Notes by TŌN horn players Tori Boell and Kenshi Miyatani
La Valse (literally translating to “The Waltz”) is a single-movement tone poem that began as sketches intended for a piece known as Wien (Vienna). Ravel himself described the idea as “. . . a kind of apotheosis of the Viennese waltz, with which is mingled in my mind the idea of the fantastic whirl of destiny.” The final La Valse, however, carries a far more foreboding character, touched deeply by the devastation of World War I. As a composer with a penchant for utilizing his music as commentary for current events, the piece can easily be seen as a commentary on the decline of European civilization in the wake of the war.

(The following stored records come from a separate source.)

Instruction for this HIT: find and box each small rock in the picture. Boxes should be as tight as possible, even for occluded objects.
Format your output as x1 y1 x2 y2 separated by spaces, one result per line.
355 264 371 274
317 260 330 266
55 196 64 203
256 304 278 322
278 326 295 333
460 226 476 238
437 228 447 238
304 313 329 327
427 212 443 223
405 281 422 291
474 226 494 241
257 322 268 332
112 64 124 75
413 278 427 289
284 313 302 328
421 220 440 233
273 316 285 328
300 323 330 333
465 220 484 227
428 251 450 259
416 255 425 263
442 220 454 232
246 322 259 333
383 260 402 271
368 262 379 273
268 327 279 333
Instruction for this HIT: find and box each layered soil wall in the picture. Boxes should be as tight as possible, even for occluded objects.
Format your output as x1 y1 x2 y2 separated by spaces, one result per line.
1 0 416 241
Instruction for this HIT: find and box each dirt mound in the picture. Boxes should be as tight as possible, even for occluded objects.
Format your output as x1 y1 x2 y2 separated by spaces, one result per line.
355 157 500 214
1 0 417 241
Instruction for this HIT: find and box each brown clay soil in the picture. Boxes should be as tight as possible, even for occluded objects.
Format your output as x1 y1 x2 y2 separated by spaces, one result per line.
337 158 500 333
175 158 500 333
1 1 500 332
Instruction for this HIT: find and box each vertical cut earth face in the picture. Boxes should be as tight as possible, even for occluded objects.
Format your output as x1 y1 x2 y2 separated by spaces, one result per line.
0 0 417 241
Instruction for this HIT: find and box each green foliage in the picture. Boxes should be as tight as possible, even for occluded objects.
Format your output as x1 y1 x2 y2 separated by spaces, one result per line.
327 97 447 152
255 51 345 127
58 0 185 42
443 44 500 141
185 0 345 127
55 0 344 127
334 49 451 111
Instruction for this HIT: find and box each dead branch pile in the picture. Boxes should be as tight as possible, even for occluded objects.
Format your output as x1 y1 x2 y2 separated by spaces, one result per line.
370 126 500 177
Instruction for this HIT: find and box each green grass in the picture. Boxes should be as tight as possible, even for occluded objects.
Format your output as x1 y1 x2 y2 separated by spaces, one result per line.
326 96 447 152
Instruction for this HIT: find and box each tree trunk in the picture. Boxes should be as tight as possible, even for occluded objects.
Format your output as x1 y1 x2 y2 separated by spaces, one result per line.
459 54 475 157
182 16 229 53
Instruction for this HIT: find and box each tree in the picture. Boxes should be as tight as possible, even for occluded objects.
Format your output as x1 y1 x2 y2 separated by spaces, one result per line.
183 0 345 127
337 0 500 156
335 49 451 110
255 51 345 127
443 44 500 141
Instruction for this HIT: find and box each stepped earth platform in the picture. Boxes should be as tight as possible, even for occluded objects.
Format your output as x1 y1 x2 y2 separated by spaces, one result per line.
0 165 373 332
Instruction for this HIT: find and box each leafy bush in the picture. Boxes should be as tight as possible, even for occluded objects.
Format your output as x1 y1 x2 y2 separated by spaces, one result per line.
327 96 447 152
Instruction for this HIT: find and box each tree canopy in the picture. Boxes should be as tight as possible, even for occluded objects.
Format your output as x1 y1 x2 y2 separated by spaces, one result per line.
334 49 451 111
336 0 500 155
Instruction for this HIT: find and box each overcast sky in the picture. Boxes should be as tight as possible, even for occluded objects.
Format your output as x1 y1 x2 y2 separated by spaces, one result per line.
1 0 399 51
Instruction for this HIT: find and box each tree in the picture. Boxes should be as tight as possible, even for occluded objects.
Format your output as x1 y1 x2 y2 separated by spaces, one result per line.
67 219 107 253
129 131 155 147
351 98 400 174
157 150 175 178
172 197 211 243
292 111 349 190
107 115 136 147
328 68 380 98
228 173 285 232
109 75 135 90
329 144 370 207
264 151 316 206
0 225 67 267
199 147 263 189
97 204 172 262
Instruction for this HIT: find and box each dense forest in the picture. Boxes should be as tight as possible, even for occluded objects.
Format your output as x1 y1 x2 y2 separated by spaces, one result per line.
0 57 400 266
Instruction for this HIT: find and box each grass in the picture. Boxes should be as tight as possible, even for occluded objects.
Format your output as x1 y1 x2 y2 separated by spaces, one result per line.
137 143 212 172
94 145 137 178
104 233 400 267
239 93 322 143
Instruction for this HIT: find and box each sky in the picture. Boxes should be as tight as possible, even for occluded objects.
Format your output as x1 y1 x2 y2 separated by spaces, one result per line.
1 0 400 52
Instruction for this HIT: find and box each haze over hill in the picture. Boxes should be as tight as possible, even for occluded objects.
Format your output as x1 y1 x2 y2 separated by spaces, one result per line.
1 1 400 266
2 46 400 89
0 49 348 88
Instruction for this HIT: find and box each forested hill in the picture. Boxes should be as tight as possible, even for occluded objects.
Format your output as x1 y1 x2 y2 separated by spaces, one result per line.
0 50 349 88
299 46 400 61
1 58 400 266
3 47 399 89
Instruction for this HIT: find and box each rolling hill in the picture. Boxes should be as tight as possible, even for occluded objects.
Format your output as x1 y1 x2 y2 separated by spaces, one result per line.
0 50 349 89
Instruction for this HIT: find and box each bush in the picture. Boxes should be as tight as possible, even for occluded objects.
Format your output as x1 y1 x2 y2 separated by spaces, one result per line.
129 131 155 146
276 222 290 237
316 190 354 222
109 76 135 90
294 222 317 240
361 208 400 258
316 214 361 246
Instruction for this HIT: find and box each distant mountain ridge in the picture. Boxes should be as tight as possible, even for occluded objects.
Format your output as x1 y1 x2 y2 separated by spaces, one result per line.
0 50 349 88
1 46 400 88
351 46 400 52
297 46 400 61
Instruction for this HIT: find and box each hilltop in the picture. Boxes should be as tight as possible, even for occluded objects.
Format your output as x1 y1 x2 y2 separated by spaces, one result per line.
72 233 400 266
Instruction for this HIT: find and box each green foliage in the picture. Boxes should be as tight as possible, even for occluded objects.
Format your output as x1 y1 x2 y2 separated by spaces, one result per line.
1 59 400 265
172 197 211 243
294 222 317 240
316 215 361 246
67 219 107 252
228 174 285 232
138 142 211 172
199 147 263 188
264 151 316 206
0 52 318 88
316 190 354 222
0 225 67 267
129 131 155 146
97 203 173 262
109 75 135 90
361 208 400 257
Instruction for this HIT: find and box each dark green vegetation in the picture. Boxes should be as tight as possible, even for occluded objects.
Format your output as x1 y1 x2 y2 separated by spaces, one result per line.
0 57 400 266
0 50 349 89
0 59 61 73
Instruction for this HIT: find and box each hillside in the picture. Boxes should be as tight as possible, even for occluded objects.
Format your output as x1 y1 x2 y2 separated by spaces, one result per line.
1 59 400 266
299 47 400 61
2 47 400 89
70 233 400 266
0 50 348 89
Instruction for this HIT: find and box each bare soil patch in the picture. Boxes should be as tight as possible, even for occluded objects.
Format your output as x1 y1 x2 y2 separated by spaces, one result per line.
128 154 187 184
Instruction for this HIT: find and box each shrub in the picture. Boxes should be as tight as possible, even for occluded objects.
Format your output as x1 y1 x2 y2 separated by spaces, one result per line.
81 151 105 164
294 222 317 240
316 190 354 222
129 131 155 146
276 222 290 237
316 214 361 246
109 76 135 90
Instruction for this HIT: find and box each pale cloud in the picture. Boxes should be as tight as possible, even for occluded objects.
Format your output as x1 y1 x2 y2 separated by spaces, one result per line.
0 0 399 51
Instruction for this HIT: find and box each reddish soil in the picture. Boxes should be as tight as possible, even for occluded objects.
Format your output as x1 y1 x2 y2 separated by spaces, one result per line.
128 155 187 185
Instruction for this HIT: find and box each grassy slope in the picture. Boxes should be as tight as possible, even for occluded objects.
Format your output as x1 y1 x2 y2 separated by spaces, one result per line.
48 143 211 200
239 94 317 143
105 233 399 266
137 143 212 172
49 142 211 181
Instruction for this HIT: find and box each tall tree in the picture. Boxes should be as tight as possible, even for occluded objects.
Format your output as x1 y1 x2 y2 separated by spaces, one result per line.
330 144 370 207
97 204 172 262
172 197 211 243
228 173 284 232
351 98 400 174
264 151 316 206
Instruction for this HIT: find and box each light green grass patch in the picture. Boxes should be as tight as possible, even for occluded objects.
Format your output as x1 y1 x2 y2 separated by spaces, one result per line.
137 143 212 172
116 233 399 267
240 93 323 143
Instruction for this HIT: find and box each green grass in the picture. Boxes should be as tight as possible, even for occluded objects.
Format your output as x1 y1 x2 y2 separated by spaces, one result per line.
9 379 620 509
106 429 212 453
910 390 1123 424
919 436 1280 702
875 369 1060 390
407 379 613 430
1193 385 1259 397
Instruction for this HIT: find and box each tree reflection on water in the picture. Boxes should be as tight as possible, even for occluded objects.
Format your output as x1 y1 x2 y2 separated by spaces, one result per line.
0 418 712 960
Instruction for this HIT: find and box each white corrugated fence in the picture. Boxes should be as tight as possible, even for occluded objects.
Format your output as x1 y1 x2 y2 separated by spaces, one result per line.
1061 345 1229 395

In receiving a commission from Sergei Diaghilev, the founder of the Ballets Russes, Ravel utilized his sketches from before the war to create what he imagined as a ballet for the choreographer. He describes the opening as follows: “Through whirling clouds, waltzing couples may be faintly distinguished. The clouds gradually scatter: one sees . . . an immense hall peopled with a whirling crowd. The scene is gradually illuminated. The light of the chandeliers bursts forth . . . .” The piece itself opens with an unstable, almost murky sonority, utilizing scattered fragments of waltz rhythms and melodies. As the poem progresses, a series of waltz themes are presented utilizing Johann Strauss II’s commonly assumed waltz gestures and construction. However, they are colored with grating dissonance and polytonality, and never fully realized. In the second half of the piece, the themes from the first half are brought back, but are deconstructed and rebuilt with more tension and instability. The music repeatedly builds and backs away from the climax, finally breaking into the ending coda.
The Portrait of a Ballet
After hearing Ravel play the piece with Marcelle Meyer, Diaghilev said to Ravel, “it’s a masterpiece, but not a ballet . . . it’s the portrait of a ballet.” With such a decisive review, the ballet itself never came to fruition. However, La Valse became a wildly popular orchestral work. The waltz style itself almost represented a bygone era of levity and beauty, destroyed by the brutality of war.